The Pennsylvania Constitution

The following is excerpted from the Pennsylvania Constitution (emphasis added to indicate pertinent wording):

Article VII, § 6. Election and registration laws.

All laws regulating the holding of elections by the citizens, or for the registration of electors, shall be uniform throughout the State, except that laws regulating and requiring the registration of electors may be enacted to apply to cities only, provided that such laws be uniform for cities of the same class, and except further, that the General Assembly shall by general law, permit the use of voting machines, or other mechanical devices for registering or recording and computing the vote, at all elections or primaries, in any county, city, borough, incorporated town or township of the Commonwealth, at the option of the electors of such county, city, borough, incorporated town or township, without being obliged to require the use of such voting machines or mechanical devices in any other county, city, borough, incorporated town or township, under such regulations with reference thereto as the General Assembly may from time to time prescribe. The General Assembly may, from time to time, prescribe the number and duties of election officers in any political subdivision of the Commonwealth in which voting machines or other mechanical devices authorized by this section may be used.

(Nov. 5, 1901, P.L.881, J.R.1; Nov. 6, 1928, 1927 P.L.1050, J.R.13; May 16, 1967, P.L.1048, J.R.5)

Discussion of a constitutional right:

In Pennsylvania’s Constitution, Article VII, § 6. Election and registration laws, requires that the Legislature “permit the use of voting machines, or other mechanical devices for registering or recording and computing the vote, … at the option of the electors …“ This clearly provides Pennsylvania voters with a fundamental right to determine whether or not to use voting machines in their municipality. By listing various configuration alternatives and, in the language that follows, allowing their use “at the option of the electors,” it also establishes a constitutional right of the electorate to choose among possible configurations.

In practical terms, there are 3 basic ways in which electronic voting devices can be employed:

  • They can be used for the entire voting process in which the voter uses the apparatus to register their choices which are directly recorded electronically when a submit button is pushed and stored for computing a tabulation of the vote totals using an electronic device after the close of voting. These are called Direct Record Electronic (DRE) voting systems and have significant inherent cybersecurity vulnerabilities.

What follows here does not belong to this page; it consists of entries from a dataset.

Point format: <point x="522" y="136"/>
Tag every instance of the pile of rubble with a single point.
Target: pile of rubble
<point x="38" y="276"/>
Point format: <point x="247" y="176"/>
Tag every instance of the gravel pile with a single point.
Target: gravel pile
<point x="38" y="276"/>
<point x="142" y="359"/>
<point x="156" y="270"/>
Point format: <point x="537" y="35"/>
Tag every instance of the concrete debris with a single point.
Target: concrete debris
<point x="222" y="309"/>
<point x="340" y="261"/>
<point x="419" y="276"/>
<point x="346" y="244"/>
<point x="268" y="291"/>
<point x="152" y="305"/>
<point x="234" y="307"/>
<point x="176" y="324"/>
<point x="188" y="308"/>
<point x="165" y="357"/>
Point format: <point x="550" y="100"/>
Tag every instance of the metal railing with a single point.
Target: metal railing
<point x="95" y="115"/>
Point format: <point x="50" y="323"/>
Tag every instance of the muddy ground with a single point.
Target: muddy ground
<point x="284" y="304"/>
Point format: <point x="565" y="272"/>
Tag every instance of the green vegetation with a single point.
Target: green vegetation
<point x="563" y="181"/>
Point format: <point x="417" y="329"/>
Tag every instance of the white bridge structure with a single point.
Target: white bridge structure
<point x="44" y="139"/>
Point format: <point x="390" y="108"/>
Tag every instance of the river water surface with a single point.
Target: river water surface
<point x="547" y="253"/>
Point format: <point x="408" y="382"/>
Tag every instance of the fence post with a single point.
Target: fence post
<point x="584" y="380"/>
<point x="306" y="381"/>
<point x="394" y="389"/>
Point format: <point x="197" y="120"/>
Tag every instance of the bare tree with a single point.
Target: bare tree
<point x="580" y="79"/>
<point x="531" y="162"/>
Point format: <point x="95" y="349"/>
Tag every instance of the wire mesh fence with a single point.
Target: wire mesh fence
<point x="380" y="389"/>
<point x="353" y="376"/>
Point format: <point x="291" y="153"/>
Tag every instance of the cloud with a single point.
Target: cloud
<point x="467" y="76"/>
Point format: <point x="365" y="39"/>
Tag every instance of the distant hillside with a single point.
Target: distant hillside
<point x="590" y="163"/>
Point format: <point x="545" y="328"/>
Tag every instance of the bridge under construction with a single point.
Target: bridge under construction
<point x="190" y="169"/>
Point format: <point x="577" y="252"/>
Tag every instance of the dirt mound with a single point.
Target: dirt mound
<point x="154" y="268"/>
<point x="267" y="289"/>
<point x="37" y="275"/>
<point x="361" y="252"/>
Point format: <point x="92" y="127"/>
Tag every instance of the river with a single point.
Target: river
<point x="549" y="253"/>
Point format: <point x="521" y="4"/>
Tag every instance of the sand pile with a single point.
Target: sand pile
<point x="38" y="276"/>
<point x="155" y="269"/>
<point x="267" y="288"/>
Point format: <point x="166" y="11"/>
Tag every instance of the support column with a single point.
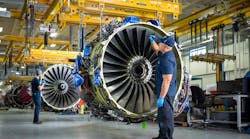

  • Alternatively, the voters can register their choices by marking them or causing them to be marked onto a paper form that can be scanned or processed to record their votes for later tabulation of the vote totals after the close of voting. The paper record can then be used for audit and recount purposes later should there be a close race or any reason to question the accuracy of a particular election.

  • A third possibility is for voters to register their selections using a device to mechanically mark a human readable paper record while at the same time electronically storing the voters’ selections for tabulation of vote totals at the close of voting, with the paper record, verified by the voter at the time of voting, being the ultimate record available for audits and recounts if necessary.

About the only way to interpret the constitutional provisions as not having provided a right to select among configurations would be to assume the word “registering” refers specifically to voter registration and not to the process of voters casting their votes. Were that the case, use of the word would have to have been a prescient mention, decades before the invention of the Internet, envisioning online voter registration a half century before it was implemented.

In any case, the General Assembly cleared up whether the electorate could designate an option within specified parameters by the Election Code allowing the electorate to authorize and direct the use of an electronic voting system.   This is in distinct contrast to the erroneous claims of those who would say the electorate can merely give its vague consent to its County Board of Elections, which can then at its sole discretion use any electronic voting apparatus that it wishes as it wishes.